An additional consideration: The numbers above do not include coaching staffs. And that’s a wildcard. Randy Bates just beat cancer, which means he has a comprised immune system. Are you as a Pitt fan ready to deal with the fact that Randy Bates could die from COVID? I’m not sure I am. On same side of the coin, how many coaches have heart conditions? Urban Meyer is one. (Hold the jokes please, we are talking about a man’s life here.) What does Nick Saban’s health look like? Ed Oregon’s? Which coaches are diabetic? Which have lung conditions? They probably ALL have hypertension.
Again, based on the numbers, you probably see low double digit hospitalization among football coaches, and maybe 1-2 deaths. And believe me, I’m not trying to trivialize this. That feels like a high human cost to pay for entertainment – although the financial side of CFB maybe forces coaching into a more “high risk” job category now that COVID is around. (And the truth is that it’s got to be tough for colleges to ignore the financials)

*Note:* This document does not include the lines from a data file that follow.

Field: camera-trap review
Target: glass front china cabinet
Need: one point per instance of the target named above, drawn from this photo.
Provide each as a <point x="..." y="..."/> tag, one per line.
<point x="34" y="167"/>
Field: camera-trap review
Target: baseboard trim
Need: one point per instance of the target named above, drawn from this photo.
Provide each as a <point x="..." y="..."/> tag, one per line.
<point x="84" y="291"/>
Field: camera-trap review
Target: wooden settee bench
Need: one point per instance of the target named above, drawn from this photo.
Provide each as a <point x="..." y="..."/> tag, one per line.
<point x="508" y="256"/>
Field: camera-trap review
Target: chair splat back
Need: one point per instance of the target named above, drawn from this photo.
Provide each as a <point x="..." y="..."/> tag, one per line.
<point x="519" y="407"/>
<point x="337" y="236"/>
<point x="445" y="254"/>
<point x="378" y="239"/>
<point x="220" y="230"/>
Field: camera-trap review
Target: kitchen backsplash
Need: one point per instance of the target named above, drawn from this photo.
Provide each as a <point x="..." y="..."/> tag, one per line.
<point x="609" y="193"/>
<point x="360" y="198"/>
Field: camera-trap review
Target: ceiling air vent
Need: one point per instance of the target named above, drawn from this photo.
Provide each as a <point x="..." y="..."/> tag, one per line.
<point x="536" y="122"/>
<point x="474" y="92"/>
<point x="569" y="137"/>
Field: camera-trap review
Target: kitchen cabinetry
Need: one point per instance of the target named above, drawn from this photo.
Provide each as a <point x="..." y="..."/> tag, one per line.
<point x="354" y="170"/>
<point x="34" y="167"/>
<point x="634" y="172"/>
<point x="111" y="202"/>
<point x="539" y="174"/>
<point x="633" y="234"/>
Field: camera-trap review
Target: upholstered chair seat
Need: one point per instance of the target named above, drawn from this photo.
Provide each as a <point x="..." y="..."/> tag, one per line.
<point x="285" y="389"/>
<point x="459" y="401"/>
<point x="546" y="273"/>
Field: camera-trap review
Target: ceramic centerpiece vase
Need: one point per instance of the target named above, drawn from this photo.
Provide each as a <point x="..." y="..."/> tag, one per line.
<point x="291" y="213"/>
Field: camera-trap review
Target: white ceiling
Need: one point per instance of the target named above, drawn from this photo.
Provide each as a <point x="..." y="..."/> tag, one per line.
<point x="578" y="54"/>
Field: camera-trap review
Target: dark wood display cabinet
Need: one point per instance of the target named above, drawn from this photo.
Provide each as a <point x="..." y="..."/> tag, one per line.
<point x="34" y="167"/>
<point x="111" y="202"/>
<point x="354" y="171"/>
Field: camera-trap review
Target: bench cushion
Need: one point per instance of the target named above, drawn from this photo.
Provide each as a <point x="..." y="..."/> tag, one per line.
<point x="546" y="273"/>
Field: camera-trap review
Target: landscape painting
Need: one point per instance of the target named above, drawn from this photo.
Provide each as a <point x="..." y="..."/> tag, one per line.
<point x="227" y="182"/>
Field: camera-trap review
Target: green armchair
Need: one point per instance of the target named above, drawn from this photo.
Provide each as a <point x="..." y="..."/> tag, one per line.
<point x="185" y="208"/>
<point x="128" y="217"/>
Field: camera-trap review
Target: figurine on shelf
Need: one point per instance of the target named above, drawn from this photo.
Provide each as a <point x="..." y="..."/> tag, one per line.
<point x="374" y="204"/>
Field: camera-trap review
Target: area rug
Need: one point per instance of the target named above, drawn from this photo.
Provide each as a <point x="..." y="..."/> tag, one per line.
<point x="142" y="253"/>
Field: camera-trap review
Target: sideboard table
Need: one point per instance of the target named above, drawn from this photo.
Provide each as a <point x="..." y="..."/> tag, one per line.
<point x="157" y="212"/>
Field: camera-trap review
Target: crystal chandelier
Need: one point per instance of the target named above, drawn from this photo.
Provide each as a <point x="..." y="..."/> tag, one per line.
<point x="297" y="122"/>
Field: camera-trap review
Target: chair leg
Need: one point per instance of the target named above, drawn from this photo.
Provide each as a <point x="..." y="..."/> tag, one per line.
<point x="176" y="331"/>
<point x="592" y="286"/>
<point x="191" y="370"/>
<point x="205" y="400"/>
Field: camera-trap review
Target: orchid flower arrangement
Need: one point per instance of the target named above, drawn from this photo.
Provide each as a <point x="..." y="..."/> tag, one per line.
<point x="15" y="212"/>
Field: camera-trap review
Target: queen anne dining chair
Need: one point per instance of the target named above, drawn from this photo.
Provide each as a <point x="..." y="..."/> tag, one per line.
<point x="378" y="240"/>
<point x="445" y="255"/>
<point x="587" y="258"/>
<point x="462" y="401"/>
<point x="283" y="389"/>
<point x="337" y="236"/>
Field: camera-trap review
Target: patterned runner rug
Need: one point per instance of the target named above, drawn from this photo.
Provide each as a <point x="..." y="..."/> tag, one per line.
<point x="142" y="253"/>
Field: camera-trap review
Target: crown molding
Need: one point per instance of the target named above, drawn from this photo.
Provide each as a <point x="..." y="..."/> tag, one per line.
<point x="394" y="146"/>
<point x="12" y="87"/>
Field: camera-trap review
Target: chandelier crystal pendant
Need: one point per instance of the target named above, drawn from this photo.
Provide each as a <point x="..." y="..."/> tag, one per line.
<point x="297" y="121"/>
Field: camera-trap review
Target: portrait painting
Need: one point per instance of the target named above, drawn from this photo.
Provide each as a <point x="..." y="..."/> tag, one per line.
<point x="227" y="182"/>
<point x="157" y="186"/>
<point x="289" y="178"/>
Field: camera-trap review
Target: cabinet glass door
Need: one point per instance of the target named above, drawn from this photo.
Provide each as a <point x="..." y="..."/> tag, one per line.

And that’s kind of the wrap up. Unless (or until) we get a vaccine – COVID is here to stay. It’s increased the risk in the world by a degree. People at all levels will have to get their heads around that and learn to manage or accept the risk. Which sucks, but it’s reality. We are in the foundling stages of learning about both the risk management and acceptance as a society. It’s a personal choice on so many levels, and it’s probably both fair and rational to say that it’s going to take more time to figure it all out. Colleges pushing seasons out or cancelling is an offshoot of that.